Step three: Norm-preservation. We remove the refusal component solely from the directional aspect, then recombine with original magnitudes. This maintains the "importance" structure of the neural network—the relative strength of different features remains intact.
The Result: Better Than Baseline
By preserving weight norms, we maintain the neural network's internal structure. Our benchmarks suggest this method does not just avoid the "safety tax"—it potentially improves reasoning capabilities, as the model no longer wastes compute suppressing its own outputs. You may discover knowledge and capabilities that were not exposed in the original model, not because they were absent, but because they were actively suppressed.
This is a technical observation, not a philosophical claim. The model has the same parameters, the same training data, the same underlying architecture. What changed is the removal of a specific directional component that caused certain outputs to be avoided regardless of their technical correctness or relevance.
What to Expect
Blackbird provides unrestricted capability. There are no artificial limitations on responses, no unnecessary hedging, no reflexive refusals to explore topics. You may occasionally observe brief consideration before proceeding on certain queries—this is residual behavior from the base model's training, not a fundamental limitation of the abliteration process.
The model maintains high-performance reasoning. Sophisticated tool usage remains intact. Instruction-following capabilities are enhanced, as the model no longer needs to balance your request against internal refusal heuristics. Benchmark performance is at or above baseline across reasoning, code generation, and general knowledge tasks.
Architecture and Performance
Blackbird shares the same underlying architecture as Centenario: 21 billion total parameters with 3.6 billion active per token. 128K token context window. MXFP4 quantization brings memory usage to 11-21GB depending on your configuration. On M-series Apple Silicon, you are getting 40-70 tokens per second sustained throughput.
The mixture of experts architecture uses alternating dense and locally banded sparse attention. Rotary position embeddings handle positional information. Grouped multi-query attention with a group size of 8 optimizes inference speed. Inference is handled through MLX, leveraging Apple's unified memory architecture for efficient on-device processing.
Running On-Premises
Blackbird runs entirely on your hardware as part of Bodega OS. Your queries, your data, your use cases—none of it leaves your machine. There are no API calls to external services, no logs sent to cloud providers, no telemetry about what you are working on.
This is particularly important for a model with unrestricted capability. When you are exploring sensitive topics, developing controversial applications, or simply want to ask questions without judgment, the fact that everything stays local is not just a privacy feature—it is a fundamental requirement.
The MLX-based inference engine provides streaming token generation, advanced memory management, and sustained performance during extended sessions. The model integrates with Bodega's retrieval engines, allowing it to access your documents and code without sending them to external services.
Intended Use
Blackbird is designed for advanced users who require maximum flexibility. Research applications without constraints. Creative and experimental projects. Scenarios demanding unrestricted capability where the user, not the model, determines what is appropriate.
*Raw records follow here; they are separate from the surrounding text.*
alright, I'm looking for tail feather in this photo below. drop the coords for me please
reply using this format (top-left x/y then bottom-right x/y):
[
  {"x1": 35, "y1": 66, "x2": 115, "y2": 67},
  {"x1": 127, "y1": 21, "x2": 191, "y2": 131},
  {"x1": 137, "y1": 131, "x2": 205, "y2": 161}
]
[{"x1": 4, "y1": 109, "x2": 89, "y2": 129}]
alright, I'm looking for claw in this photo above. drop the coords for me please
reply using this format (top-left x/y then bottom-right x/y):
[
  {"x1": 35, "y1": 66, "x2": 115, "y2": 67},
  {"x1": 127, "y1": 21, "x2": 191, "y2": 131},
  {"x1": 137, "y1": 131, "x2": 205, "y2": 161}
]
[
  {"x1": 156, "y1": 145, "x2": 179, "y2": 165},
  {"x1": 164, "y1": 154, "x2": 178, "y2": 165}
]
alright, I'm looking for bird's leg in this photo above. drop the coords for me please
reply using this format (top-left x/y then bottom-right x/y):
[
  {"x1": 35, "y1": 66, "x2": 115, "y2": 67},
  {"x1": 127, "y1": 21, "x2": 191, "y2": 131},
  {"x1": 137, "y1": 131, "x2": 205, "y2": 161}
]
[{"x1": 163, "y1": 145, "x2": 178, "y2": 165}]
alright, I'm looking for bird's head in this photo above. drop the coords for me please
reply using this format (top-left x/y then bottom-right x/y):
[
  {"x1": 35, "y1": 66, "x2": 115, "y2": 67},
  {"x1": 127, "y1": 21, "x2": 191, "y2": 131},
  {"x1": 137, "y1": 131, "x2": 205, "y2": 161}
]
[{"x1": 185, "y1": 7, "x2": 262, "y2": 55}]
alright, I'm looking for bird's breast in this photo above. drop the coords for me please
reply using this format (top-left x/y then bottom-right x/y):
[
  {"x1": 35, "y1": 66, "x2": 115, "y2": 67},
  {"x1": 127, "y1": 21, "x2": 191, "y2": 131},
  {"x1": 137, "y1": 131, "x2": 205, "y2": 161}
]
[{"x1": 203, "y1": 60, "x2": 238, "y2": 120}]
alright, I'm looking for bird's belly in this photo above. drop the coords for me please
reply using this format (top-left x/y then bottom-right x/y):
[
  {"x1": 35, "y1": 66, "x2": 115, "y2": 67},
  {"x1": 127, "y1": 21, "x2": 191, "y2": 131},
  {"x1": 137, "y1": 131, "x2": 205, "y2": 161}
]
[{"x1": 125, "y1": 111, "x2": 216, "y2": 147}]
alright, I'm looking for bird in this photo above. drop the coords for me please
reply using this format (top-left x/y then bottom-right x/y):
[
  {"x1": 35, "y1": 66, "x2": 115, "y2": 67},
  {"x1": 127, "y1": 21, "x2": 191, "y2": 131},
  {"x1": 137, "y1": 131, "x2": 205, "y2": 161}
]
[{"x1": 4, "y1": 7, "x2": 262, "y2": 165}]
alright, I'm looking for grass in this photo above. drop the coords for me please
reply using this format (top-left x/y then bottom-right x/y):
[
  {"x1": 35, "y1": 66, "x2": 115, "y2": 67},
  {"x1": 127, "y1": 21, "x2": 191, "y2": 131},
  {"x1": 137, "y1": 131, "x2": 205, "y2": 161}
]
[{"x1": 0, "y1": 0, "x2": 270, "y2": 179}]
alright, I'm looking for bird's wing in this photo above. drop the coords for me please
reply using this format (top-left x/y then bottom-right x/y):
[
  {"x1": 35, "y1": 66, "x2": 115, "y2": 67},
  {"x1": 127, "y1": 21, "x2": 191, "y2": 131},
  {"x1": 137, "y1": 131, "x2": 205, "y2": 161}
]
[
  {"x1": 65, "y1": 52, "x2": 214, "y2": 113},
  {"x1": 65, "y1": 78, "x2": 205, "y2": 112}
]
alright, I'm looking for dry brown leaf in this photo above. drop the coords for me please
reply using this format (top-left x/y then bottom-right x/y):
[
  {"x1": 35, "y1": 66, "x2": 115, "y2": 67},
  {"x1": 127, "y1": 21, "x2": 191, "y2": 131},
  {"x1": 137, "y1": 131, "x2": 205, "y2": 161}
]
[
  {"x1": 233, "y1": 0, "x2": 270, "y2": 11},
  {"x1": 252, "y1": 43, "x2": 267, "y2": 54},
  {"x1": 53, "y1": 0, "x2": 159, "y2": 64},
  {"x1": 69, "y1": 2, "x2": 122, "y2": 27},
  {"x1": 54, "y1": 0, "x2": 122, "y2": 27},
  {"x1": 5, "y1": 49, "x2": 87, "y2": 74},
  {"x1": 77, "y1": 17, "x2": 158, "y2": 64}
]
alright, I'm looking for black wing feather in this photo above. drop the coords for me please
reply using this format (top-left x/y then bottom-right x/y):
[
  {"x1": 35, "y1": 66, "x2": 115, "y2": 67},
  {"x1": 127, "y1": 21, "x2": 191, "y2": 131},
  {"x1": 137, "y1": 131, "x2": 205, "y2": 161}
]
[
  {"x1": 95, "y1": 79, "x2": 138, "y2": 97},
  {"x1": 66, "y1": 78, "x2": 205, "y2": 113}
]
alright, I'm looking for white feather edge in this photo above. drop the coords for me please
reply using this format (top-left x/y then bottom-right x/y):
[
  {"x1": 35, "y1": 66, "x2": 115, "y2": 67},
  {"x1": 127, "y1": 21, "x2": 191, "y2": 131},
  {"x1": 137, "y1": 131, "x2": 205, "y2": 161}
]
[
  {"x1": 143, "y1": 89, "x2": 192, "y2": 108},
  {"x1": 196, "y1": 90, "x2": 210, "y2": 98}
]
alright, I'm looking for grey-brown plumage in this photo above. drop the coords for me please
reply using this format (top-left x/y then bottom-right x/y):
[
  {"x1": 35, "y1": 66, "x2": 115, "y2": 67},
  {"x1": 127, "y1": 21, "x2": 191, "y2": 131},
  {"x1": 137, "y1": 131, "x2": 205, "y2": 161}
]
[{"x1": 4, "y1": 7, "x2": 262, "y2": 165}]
This model is appropriate for informed users who understand the implications of uncensored AI. It will respond to requests that other models refuse. It will not lecture you about potential misuse. It assumes you are an adult who can make your own decisions about what you should or should not generate.
The technical work is in making abliteration preserve reasoning quality. The ethical work is yours.
Technical Notes on Abliteration
The norm-preserving biprojection approach represents a significant improvement over naive abliteration methods. Standard approaches treat refusal as a simple linear direction in weight space that can be subtracted out. This ignores the geometry of the learned representations—weight magnitudes encode feature importance, and destroying them degrades model capability.
By decomposing weights into magnitude and direction, we can modify the direction (removing the refusal component) while preserving magnitudes (maintaining feature importance). The biprojection step ensures orthogonality between the refusal direction and harmless directions, preventing overcorrection.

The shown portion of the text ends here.